New state limits in New Hampshire went into effect on September 30 for per- and polyfluoroalkyl substances (PFAS) contaminants in public drinking water supplies.
New Hampshire Public Radio reports the standards require local water utilities to test for four types of the PFAS contaminants every quarter. If they find a PFAS level that’s above the state’s new limits, the utilities must switch to a different water source or develop costly treatment systems.
The four types of PFAS contaminants and their maximum contaminant levels are as follows:
- Perfluorooctanoic acid (PFOA)—12 parts per trillion (ppt)

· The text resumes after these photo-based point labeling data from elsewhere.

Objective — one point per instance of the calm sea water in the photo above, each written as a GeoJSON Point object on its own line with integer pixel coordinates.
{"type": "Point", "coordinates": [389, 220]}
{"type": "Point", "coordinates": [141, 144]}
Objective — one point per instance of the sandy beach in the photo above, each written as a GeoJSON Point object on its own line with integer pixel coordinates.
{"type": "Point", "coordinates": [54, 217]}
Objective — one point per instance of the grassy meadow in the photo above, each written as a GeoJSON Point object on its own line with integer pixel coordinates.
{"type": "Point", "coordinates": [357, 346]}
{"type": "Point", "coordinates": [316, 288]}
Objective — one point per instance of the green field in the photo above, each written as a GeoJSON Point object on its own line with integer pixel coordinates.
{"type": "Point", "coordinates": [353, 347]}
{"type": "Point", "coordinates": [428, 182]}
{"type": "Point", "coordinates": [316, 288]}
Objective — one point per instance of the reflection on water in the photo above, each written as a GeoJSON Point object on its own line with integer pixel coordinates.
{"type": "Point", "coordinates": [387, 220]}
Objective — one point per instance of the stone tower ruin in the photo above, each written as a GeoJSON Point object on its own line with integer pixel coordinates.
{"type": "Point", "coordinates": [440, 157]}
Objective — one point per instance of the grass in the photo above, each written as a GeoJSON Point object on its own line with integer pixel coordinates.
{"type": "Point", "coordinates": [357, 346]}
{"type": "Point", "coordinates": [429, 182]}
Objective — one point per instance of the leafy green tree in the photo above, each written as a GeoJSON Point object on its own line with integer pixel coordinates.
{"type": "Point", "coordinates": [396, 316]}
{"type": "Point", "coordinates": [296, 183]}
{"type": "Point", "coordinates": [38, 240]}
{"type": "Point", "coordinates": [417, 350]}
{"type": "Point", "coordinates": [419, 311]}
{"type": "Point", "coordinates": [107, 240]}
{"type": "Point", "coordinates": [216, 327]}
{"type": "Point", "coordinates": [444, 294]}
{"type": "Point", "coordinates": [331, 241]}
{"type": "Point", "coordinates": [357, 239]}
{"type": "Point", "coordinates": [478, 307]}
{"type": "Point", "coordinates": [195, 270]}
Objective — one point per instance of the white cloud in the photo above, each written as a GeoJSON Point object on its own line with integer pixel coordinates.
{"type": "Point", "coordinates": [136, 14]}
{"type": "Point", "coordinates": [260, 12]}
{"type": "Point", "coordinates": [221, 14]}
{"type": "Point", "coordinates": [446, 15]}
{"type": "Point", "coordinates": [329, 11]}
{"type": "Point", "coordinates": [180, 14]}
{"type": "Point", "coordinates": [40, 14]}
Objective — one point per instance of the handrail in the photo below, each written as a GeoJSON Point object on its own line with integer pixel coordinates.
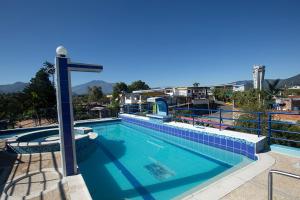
{"type": "Point", "coordinates": [270, 180]}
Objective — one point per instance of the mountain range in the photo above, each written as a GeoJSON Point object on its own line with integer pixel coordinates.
{"type": "Point", "coordinates": [77, 90]}
{"type": "Point", "coordinates": [108, 87]}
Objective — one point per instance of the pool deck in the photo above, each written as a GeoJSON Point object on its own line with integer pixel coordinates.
{"type": "Point", "coordinates": [283, 187]}
{"type": "Point", "coordinates": [13, 167]}
{"type": "Point", "coordinates": [244, 187]}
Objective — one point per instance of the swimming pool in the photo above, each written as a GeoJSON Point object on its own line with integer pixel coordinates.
{"type": "Point", "coordinates": [134, 162]}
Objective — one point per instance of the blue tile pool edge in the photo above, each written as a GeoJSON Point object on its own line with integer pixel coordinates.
{"type": "Point", "coordinates": [234, 145]}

- Perfluorooctane sulfonic acid (PFOS)—15 ppt
- Perfluorohexane sulfonic acid (PFHxS)—18 ppt
- Perfluorononanoic acid (PFNA)—11 ppt.
In 2016, the U.S. Environmental Protection Agency established health advisory levels for PFOA and PFOS at 70 ppt, but several states have begun adopting their own stricter standards.
The New Hampshire Department of Environmental Services received $6 million in the new state budget to aid small systems in complying with the new law during this first year.
According to New Hampshire Public Radio, the bigger costs of the new rules will come after this first year of testing when systems that are out of compliance may have to install costly new treatment systems or decommission wells.
Clark Freise, assistant commissioner of the state Department of Environmental Services, estimates 7% to 9% of all wells in the state—public or private—contain levels of PFAS above the state’s new limits.
Private wells are not subject to these or any state regulations. But officials hope the change will encourage homeowners to do their own testing.
On the same day the state limits went into effect, a lawsuit was filed against New Hampshire from the Plymouth Village Water and Sewer District, a farmer in Center Harbor, and a fertilizer company in Holderness, as well as 3M Co., the original maker of PFAS.
In other PFAS news, the Senate Appropriations Subcommittee on Interior, Environment, and Related Agencies approved a funding measure on September 24, which includes $20 million in additional funding to help states address PFAS contamination and remediation.
Meanwhile, the House Energy and Commerce Committee approved 13 PFAS-related bills, one of which requires the EPA to set a national drinking water standard for total PFAS — not just for PFOA and PFOS (the most-studied contaminants). The full House is now considering them.